Dulu Favorit, Kini SMK Kelautan Perikanan Aceh Singkil Memprihatinkan

oleh -20 views
Inilah kondisi SMK Kelautan dan Perikanan Kec. Kuala Baru Kab. Aceh Singkil. (orbitdigitaldaily.com/Saleh)

ACEHSINGKIL – SMK Negeri Kelautan dan Perikanan di Kecamatan Kuala Baru Aceh Singkil, tiga tahun lalu merupakan salah satu sekolah favorit dan berprestasi.

Informasi dihimpun hingga Rabu (9/10/2019), di SMK Kuala Baru jurusan Bidang Agribisnis Perikanan itu saat hanya memiliki 40 orang siswa.

Dengan fasilitas diantaranya 6 ruang belajar dan 10 rumah dinas, termasuk lengkap Mushola dan Aula pertemuan.

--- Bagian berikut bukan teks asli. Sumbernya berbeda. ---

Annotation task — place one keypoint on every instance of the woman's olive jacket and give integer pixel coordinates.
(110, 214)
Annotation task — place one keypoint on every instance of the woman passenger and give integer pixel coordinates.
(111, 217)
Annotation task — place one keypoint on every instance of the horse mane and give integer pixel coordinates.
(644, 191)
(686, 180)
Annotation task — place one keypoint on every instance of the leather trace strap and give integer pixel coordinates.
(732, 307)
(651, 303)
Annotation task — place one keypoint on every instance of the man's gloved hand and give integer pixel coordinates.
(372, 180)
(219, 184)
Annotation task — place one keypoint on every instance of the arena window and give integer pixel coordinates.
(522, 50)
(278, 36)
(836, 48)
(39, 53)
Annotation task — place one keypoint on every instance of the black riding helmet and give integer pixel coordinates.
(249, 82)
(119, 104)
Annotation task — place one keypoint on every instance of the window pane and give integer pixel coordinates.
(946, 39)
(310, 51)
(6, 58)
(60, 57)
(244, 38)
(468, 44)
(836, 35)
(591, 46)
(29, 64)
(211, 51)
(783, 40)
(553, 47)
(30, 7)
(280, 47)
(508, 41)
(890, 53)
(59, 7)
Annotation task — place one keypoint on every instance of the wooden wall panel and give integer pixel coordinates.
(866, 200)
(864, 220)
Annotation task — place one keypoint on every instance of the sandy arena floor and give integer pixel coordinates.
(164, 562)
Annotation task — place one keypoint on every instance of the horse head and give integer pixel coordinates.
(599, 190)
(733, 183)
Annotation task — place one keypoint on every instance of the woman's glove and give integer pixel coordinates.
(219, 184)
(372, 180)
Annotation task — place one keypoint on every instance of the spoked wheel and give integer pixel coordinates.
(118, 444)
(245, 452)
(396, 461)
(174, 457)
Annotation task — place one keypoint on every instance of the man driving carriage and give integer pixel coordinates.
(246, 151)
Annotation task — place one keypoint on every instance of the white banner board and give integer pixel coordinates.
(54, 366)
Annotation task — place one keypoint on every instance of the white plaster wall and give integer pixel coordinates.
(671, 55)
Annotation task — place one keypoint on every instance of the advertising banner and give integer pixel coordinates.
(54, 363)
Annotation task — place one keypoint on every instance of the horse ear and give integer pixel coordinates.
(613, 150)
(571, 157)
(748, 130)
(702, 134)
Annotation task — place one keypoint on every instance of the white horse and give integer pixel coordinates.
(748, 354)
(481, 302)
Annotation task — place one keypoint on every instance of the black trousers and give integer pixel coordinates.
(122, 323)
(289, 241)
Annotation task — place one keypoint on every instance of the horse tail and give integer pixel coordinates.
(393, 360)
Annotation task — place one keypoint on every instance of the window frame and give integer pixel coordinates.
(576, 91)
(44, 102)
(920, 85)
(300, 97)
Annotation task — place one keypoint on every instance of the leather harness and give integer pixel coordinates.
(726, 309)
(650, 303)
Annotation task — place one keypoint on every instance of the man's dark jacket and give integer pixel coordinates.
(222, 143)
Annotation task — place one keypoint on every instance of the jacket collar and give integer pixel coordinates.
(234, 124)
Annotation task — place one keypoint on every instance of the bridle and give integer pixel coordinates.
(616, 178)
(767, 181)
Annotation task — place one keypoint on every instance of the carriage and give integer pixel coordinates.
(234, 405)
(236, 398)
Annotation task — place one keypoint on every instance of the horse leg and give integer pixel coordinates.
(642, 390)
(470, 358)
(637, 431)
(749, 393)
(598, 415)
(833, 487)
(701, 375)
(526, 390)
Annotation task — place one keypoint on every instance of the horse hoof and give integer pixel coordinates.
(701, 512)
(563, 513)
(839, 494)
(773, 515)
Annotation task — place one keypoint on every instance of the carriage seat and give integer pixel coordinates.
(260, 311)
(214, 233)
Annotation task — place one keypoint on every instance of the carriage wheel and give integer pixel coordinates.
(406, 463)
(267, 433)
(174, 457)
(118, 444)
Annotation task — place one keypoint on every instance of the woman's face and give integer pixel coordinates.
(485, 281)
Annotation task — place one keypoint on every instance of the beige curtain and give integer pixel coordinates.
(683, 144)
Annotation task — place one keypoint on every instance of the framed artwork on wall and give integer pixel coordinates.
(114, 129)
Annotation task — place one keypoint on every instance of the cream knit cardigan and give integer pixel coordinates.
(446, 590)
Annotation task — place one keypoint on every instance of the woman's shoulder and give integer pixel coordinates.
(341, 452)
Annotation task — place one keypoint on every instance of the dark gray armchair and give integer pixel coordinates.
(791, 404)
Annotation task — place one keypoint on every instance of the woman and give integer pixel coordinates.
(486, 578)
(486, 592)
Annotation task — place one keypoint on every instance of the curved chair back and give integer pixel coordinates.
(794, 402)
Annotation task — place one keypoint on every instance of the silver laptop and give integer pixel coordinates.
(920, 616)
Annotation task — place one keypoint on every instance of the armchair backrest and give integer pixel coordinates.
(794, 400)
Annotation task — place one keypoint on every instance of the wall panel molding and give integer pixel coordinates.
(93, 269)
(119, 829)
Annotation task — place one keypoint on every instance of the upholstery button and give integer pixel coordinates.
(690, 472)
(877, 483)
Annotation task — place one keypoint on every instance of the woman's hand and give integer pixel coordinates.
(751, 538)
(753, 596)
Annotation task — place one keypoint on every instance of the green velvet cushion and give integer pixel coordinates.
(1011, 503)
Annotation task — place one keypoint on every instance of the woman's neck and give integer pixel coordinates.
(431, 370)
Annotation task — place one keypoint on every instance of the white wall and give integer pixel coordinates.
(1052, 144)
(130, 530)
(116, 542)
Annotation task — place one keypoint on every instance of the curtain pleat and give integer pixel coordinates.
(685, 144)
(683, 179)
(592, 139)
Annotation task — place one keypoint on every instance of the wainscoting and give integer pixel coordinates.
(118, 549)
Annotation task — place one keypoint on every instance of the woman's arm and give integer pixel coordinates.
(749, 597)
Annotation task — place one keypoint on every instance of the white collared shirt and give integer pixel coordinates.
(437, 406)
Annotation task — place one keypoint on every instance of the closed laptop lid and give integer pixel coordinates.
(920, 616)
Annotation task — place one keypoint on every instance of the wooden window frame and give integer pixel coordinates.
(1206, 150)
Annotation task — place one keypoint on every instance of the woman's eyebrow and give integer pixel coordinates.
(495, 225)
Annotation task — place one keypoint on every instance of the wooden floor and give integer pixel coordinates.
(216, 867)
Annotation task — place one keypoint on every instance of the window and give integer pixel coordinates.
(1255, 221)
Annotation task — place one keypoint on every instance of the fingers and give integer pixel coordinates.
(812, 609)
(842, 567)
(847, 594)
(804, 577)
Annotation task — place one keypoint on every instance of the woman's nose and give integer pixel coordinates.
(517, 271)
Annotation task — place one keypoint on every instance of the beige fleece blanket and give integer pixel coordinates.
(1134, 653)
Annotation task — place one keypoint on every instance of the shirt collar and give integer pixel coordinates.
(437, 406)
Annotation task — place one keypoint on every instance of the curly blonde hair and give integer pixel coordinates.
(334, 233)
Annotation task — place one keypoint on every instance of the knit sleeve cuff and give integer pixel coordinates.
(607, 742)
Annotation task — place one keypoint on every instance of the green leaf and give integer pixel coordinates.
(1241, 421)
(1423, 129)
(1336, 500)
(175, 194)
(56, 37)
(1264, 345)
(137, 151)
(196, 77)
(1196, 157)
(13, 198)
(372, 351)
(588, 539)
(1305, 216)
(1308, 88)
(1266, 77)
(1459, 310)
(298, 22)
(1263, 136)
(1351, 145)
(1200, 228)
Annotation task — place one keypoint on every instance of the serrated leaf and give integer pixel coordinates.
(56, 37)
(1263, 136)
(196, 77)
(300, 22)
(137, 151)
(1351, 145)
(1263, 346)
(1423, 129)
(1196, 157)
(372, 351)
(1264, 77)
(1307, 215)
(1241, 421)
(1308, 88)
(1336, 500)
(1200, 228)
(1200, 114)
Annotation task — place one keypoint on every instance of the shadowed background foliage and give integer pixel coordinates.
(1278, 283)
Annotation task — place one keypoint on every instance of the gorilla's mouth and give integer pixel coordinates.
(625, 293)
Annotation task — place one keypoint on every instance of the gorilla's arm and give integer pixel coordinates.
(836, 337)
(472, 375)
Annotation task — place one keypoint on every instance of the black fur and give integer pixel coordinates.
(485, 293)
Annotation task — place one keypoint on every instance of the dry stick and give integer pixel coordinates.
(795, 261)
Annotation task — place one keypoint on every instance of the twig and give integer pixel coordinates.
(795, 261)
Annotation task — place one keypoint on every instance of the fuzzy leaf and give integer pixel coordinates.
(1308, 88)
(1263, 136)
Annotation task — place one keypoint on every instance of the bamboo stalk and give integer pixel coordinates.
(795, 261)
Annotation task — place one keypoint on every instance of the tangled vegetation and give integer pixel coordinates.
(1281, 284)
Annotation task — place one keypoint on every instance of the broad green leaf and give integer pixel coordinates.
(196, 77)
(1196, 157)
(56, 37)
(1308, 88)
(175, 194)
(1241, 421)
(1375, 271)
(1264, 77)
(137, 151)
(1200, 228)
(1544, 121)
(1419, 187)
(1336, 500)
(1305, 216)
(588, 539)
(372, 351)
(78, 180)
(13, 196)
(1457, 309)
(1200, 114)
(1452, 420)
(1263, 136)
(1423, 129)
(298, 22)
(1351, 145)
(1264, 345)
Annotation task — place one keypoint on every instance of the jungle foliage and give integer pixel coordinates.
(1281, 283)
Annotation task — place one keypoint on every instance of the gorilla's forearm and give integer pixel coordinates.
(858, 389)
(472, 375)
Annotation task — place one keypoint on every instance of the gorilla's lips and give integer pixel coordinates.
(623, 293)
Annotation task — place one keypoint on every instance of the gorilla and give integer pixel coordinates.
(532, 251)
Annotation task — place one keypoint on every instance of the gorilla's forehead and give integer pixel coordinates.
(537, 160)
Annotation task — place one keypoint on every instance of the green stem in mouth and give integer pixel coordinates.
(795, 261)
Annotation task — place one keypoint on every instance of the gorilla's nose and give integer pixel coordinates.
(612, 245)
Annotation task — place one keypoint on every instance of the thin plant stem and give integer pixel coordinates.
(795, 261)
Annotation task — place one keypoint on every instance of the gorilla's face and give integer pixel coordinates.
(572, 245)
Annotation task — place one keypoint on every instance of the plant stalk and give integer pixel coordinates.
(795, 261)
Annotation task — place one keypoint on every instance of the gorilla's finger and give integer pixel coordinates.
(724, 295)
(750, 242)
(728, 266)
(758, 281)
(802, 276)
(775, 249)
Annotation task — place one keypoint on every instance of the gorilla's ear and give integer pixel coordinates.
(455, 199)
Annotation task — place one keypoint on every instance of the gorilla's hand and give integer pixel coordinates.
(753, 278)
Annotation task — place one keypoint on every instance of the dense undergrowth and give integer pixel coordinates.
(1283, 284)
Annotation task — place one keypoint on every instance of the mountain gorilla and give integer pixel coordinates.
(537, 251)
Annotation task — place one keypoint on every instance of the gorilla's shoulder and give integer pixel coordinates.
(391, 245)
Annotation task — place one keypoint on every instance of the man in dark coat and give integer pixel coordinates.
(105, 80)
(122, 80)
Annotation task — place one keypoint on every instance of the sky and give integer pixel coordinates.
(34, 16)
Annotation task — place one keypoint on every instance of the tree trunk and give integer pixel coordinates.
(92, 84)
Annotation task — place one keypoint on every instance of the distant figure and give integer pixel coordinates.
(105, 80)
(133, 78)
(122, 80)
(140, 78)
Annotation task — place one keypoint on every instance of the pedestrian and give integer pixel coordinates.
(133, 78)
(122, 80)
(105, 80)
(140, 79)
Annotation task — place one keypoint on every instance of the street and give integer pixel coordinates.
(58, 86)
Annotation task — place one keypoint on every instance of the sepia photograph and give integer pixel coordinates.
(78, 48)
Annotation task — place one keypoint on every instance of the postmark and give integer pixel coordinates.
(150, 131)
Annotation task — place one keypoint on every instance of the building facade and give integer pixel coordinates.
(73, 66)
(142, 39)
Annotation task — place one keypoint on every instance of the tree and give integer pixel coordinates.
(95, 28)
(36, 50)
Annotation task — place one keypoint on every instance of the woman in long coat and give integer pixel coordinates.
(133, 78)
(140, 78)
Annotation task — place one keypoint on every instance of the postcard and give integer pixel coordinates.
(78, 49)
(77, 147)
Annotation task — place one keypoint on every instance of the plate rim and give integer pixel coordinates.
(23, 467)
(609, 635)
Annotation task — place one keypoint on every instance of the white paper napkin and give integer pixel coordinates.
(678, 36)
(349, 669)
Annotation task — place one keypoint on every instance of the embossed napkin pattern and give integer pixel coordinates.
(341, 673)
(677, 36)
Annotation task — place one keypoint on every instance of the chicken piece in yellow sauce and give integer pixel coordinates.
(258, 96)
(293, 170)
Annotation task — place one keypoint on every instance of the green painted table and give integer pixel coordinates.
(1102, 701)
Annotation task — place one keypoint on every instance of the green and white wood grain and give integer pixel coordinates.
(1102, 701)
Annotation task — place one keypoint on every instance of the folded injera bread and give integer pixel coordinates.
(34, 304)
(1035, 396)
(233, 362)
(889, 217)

Ironisnya, sekolah yang masuk dalam kawasan terluar, terdalam dan tertinggal (3T), sekarang kondisinya minim siswa dan beberapa fasilitas lantai gedung terkelupas. Hal ini mendapat perhatian dari semua kalangan

Apalagi, kini sekolah yang menjadi kebanggaan masyarakat Kecamatan Kuala Baru khususnya, maupun Aceh Singkil, saat ini merosot drastis, kata Sarbaini Agam salah satu putra kelahiran Kuala Baru, saat berbincang dengan wartawan, Selasa (8/10/2019).

Agam menyebutkan SMK tersebut merupakan harapan masyarakat Kec. Kuala Baru. Sehingga dikhawatirkan jika terus dibiarkan. Sesuai aturan, selama 3 tahun berturut minim siswa, sekolah tersebut akan ditutup.

Komite Peralihan Aceh (KPA) wilayah Aceh Singkil itu juga berharap, agar pihak provinsi bisa menggenjot untuk kembali meningkatkan kualitas pendidikan di sekolah tersebut, kata Agam yang menyebutkan murid disekolah tersebut saat ini hanya dibawah 50 orang.

Dikonfirmasi terpisah, Camat Kuala Baru Syam’un Nasution mengatakan, sebelumnya Kepala Cabang Dinas Pendidikan Aceh, wilayah Aceh Singkil-Subulussalam bersama rombongan Dinas Pendidikan Provinsi Aceh beberapa hari yang lalu, melihat langsung kondisi sekolah tersebut.

“Alhamdulillah mendapat respon positif dan akan ditindaklanjuti,” ujarnya.

Katanya, dalam waktu dekat ini, pihaknya bersama dewan guru akan bermusyawarah menindaklanjuti percepatan kemajuan yang selama ini menjadi hambatan di SMK Kuala Baru.

Apalagi beberapa saat yang lalu hasil pertemuan camat se-Aceh dengan Sekda Aceh Taqwallah, yang mendapat dukungan penuh Plt. Gubernur Aceh Nova Iriansyah.

Dimana Pemprov saat ini memiliki program “BEREH”. Melalui program ini akan disesuaikan disemua lingkup jajaran.

“Tidak ada lagi yang namanya SMK ini tanggung jawab Provinsi maupun kabupaten, namun sekolah saat ini harus menjadi tanggung jawab dan hak penuh kecamatan,” ujar Syam’un.

Katanya, BEREH merupakan program Pemprov Aceh Bersih, Rapi, Estentif, dan Hijau yang diterapkan disemua lini. Mulai dari desa hingga fasilitas umum, termasuk sekolah-sekolah di ruang lingkup Kecamatan.